Roberta "Bobbi" Gibb completed the 1967 Boston Marathon unofficially; she had completed the marathon in 1966 having been denied an official entry by race director Will Cloney, who rejected her registration with the claim that women were physiologically incapable of running 26 mi. Gibb finished the 1966 race in 3 hours, 21 minutes and 40 seconds, ahead of two-thirds of the runners. Another woman, Kathrine Switzer, completed the 1967 race having registered officially. Although the Boston Marathon rule book made no mention of sex, Semple later claimed her race registration was a result of an "oversight" in the entry-screening process. Semple tried to stop Switzer by repeatedly assaulting her as she ran. Switzer wrote in her memoir "A big man, a huge man, with bared teeth was set to pounce, and before I could react he grabbed my shoulder and flung me back, screaming, 'Get the hell out of my race and give me those numbers!'" Switzer's boyfriend Tom Miller managed to shove Semple aside after Semple had knocked Switzer's slightly-built 51-year-old coach to the ground when he attempted to protect Switzer; both Miller and Switzer's coach were competing in the race alongside Switzer. In a 1968 interview, Semple complained that Miller was a hammer thrower.

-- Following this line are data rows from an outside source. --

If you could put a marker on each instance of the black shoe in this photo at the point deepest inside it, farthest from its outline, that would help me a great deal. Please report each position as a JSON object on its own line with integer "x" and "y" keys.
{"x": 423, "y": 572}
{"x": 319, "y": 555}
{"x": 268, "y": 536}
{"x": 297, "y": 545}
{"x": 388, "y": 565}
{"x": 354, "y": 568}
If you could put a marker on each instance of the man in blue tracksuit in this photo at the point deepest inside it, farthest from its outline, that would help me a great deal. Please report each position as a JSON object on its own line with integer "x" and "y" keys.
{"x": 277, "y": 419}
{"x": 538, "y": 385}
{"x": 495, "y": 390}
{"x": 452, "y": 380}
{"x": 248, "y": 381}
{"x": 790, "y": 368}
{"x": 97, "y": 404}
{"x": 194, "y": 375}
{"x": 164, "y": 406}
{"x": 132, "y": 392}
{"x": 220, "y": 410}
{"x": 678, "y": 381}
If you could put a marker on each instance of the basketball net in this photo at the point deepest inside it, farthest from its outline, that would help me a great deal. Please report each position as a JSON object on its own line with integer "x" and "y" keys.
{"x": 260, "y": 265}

Photographs of Semple attempting to rip Switzer's number off were widespread in the media.

A consequence of Switzer's completion of the 1967 Boston Marathon as an officially registered runner in line with the rules then in force was that the AAU changed its rules to bar women from competing in races against men.

Later in life, Semple reversed his position on women competing in the marathon. According to Marja Bakker (a later organizer of the race), "Once the rule was adjusted and women were allowed in the race, Jock was one of their staunchest supporters. He was very progressive." Semple later publicly reconciled with Switzer. "Old Jock Semple and I became the best of friends," she told a reporter in 2015. "It took a long time: six years. But we became best of friends."

In 1981, he published an autobiography, Just Call Me Jock. He was inducted into the RRCA American Long Distance Running Hall of Fame in 1985.

Semple died of cancer of the liver and pancreas in March 1988 in Peabody, Massachusetts. He and Kathrine Switzer had become friends and she would visit him at the hospital where he was being treated for his cancer. The Jock Semple Award given by the Boston Athletic Association is named in his honor.